There was a solo home run to left and two-run double to center. A rally-extending walk and game-saving outfield assist.
Even when Mookie Betts tumbled on Saturday night — literally crashing into the dirt while rounding second base in the fifth inning — the Dodgers rejoiced, breathing a sigh of relief after their star right fielder stayed in the game despite initially clutching his left arm in pain.
“That was scary,” manager Dave Roberts said.
The rest of Betts’ performance was anything but.
On a night the former MVP could do almost no wrong, the Dodgers overcame an early three-run deficit to beat the Philadelphia Phillies 7-4, securing their seventh-straight win in front of 32,068 at Citizens Bank Park.
Betts led the way at the plate, going three for four with a walk and three RBIs.
He produced a momentum swing on defense, throwing out a runner at home to keep the score tied in the seventh inning.
And he provided a constant spark to help the Dodgers, who trailed 4-1 after the fourth inning on a night they used nothing but bullpen pitchers, match their season-long winning streak and clinch a series win in Philadelphia.
“He’s just playing elite baseball right now,” Roberts said of Betts, who also singled to fall a triple shy of the cycle and is batting .316 in May with 10 extra-base hits in his last nine games. “And we need every bit of it.”
There was a brief moment when it looked like Betts’ big night would suffer a painful early end.
With the Dodgers (27-12) still trailing by three runs in the fifth — Betts had hit his ninth homer of the season in the third inning, but spot starter Mitch White and reliever David Price gave up four combined runs through four — Betts lined a two-run double into left-center field.
As he rounded second base, Betts had his gaze fixed toward the outfield, watching as the ball bounced away from Phillies center fielder Odúbel Herrera.
Betts immediately tried accelerating toward third base but lost his balance and landed hard on his side. He broke his fall with his left arm, but then grimaced while clutching at his elbow and wrist as he scrambled back to second.
For several moments, Betts writhed on the ground in pain. Roberts came running out of the duogut. A trainer followed closely behind.
“I thought it was his wrist originally,” Roberts said.
Instead, it was a stinger in Betts shoulder, making his arm go numb for a couple of moments.
“It was weird,” Betts said. “Freak accident.”
But after stretching out his arm, sensation soon returned. Betts popped back up to his feet and stayed in the game.
The Dodgers’ comeback was just getting underway.

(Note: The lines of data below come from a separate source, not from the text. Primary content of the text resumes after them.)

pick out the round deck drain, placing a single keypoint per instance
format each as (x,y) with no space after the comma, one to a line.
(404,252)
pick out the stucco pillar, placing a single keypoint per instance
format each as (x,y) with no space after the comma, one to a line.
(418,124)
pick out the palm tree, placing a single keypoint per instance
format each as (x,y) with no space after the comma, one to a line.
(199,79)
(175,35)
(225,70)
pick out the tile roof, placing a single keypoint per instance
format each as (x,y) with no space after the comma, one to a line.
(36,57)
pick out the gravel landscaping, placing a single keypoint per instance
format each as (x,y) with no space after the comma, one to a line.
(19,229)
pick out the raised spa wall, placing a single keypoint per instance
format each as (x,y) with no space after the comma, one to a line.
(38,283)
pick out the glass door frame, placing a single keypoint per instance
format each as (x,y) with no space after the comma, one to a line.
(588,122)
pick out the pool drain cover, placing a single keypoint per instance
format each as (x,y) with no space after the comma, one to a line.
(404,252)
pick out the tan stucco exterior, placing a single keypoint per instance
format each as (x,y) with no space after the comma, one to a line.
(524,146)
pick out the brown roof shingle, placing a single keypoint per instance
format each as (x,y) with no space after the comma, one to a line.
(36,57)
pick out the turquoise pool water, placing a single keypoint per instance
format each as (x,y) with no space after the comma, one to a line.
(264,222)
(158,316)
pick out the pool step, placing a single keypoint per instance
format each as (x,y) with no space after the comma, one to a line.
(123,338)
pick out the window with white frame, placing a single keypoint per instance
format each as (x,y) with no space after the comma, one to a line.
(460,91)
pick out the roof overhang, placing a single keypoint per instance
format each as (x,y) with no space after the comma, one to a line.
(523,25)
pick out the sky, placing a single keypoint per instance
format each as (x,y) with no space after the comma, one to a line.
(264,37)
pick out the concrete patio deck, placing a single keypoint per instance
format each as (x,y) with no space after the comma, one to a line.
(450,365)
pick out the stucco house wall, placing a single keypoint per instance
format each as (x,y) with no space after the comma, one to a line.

Will Smith tied the score in the sixth inning, hitting a solo run home to right field that chased Phillies starter Aaron Nola from the game.
While the Dodgers then missed a couple prime chances to take the lead against the Phillies bullpen — leaving the bases loaded later in the sixth and squandering another opportunity after Betts, in his one real mistake Saturday, was picked off in the seventh — the score remained tied thanks to Betts’ heroics on defense.
The Phillies (18-22) loaded the bases in the seventh on a walk, a hit batter and puzzling defensive decision by Smith, who had Herrera seemingly caught in a rundown between third and home but held onto the ball until everyone was safe.
Then, with one out, Alec Bohm laced a dipping line drive toward Betts in right.
Betts charged on the ball and made a shoestring catch, then came up firing as Herrera tagged and tried to score. The throw was perfect. Herrera’s headfirst slide never had a chance.
“I figured he was going to take a chance,” Betts said. “So I was ready for it.”
Added Roberts: “To make that play was a game-changer. It just kind of gave the momentum back to us.”
After Austin Barnes added insurance with a solo home run in the ninth, the Dodgers’ bullpen put the finishing touches on the game.
The group combined for five scoreless innings to end the contest, including two perfect innings from Brusdar Graterol, 1⅓ scorelss innings from Daniel Hudson and closer Craig Kimbrel’s ninth save.
“That bond of those nine guys in the ‘pen is tight,” Roberts said. “And so they're doing a good job of picking each other up.”
Still, it was Betts who provided the biggest lift, keeping the Dodgers on a roll with his latest dazzling display.
“It’s one of those things — as he goes, we go,” Roberts said. “It was really fun to watch.”